但仅仅过了不到半盏茶的功夫,他的脸色开始变了!
先是额头渗出细密的冷汗,接着身体开始不受控制地轻微颤抖,仿佛置身于冰窖。
然后,颤抖加剧,肌肉开始不自然地痉挛、抽搐!
他双眼圆瞪,眼球布满血丝,喉咙里发出痛苦的、被堵住的嘶鸣,额角青筋暴跳,汗水如同小溪般流淌下来,瞬间浸透了内衫。

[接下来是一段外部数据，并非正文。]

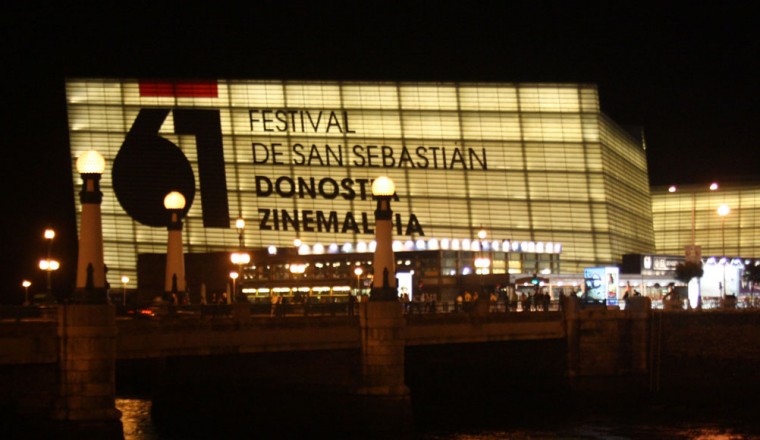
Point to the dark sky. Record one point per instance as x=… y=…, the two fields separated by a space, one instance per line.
x=688 y=76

那眼神中的凶悍被巨大的痛苦和一种难以言喻的恐惧彻底取代!
他想蜷缩,却被绳索死死固定;想嘶吼,却被布团堵住。
只能像一条离水的鱼,在椅子上剧烈地弹动、扭曲,承受着那仿佛从骨髓深处蔓延开来的、无穷无尽的折磨!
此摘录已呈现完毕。